Theron shook the bars with all his strength, but only ended up shaking himself. “Rrrrrrrrrrggh!” he shouted, then fell to his knees. He pounded on the floor until he skinned his knuckles, then started to cry.
After a moment, Gruffy descended until he was laying on his belly next to Theron. He cocked his enormous eagle head downward.
“It wasn’t supposed to be like this,” Theron said.
“No,” Gruffy said.
“You don’t even know what ‘this’ I’m talking about.”
“No?”
Theron glanced at him, wiped at a tear. “I thought that coming back to the Wishing World would be a grand adventure. That I’d get to see HuggyBug and stop some bad guys and help Lore do the smart thing, whatever that is.”
“But why hurt yourself?”
“Because the clock is ticking, Lore is out there fighting, maybe getting hurt, and Jimmy has all of his bullies to beat her up and I’m . . . I’m useless!”

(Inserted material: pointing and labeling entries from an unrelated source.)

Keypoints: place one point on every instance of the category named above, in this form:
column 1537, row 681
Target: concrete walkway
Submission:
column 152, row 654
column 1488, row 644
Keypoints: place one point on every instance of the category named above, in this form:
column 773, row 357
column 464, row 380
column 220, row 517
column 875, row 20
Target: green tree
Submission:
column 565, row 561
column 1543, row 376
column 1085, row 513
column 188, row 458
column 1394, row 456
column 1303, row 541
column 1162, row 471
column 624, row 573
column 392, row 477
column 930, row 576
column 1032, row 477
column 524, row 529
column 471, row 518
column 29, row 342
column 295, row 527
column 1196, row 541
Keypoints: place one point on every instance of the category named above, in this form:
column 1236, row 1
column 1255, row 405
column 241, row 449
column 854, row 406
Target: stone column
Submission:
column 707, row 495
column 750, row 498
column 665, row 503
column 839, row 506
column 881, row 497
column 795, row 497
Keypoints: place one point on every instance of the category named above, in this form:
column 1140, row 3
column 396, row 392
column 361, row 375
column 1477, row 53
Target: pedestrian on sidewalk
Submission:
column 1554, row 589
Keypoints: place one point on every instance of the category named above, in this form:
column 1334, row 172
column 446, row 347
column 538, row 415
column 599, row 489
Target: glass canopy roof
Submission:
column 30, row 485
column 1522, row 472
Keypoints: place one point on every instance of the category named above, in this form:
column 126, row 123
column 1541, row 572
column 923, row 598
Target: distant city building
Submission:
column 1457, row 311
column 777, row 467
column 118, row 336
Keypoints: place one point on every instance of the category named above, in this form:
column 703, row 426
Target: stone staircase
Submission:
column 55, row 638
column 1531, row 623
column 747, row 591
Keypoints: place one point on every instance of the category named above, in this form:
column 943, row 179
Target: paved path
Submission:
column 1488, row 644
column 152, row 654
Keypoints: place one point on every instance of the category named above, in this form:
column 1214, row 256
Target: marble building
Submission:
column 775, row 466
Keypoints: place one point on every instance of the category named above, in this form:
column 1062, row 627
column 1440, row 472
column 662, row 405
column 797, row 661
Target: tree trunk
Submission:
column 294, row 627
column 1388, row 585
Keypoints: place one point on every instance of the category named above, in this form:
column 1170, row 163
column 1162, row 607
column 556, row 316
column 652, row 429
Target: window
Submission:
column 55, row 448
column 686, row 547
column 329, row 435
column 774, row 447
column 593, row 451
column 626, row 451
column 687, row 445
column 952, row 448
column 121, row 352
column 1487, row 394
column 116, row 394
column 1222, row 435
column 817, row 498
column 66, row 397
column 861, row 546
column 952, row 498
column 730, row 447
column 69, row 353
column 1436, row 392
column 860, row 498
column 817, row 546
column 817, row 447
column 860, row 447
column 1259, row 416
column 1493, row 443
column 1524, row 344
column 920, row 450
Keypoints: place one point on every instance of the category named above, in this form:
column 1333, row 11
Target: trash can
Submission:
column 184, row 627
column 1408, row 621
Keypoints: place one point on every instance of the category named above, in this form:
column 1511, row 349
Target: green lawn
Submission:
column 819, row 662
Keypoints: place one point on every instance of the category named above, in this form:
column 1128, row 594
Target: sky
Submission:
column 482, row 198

“What is a clock?” Gruffy asked.
Theron laughed, then snuffled as he wiped his nose. “You don’t know what a clock is,” he murmured to himself. “I want to laugh and yell at you at the same time.”
A little curve appeared at the edge of Gruffy’s beak. “My mother says that.”
Theron wiped his nose again. “You have a mother?”
“Of course.”
“I thought you were, you know, made up,” Theron said.
Gruffy cocked his head. “I do not know what you—”
“Never mind.” He shook his head. “It just seems weird. You’re huge, and you have parents.”
“I am twelve. Griffons do not fly free until they are thirteen.”
“You’re the same age as Lorelei.”
“Of course.”
“Why ‘of course’?”
“It has always been this way.”
“For like, what, a year?”
“For as long as I have known Lorelei.”
“Which is like, what, a year?”
Gruffy glanced at Theron like his Dad did when Theron tried to explain what lattice math was.
“Okay fine,” Theron said, standing up. He wiped his eyes. Gruffy slowly rose to his majestic height and looked down at Theron.
“I’m going to figure another way out of here,” Theron said.
“Of course you will,” Gruffy said. “You are Doolivanti.”
“You can say that twice. You can say that twice,” Pip finally piped up.
“At least we have a rope made out of shirt and griffon feather,” Theron said.
“We do have that,” Gruffy said.
Theron looked around the room, staring at the crack that the shaking had left in their cell, barely the size of his fist. They could try to stuff the feather rope up the crack, but what good would that do?
He let out a breath and turned around. They had a griffon, a human boy, a thin rope and a toucan in a cage. And a crack. And a bunch of new puddles of water on the ground. There wasn’t anything else that . . .
Theron’s gaze fell on the splintered bird cage that the fire kitties had left behind. He looked at the twisted little wires that had made up the bars.
Lore never gave up. She always came up with something.
“Okay,” he said. “We’re going to pick the lock.”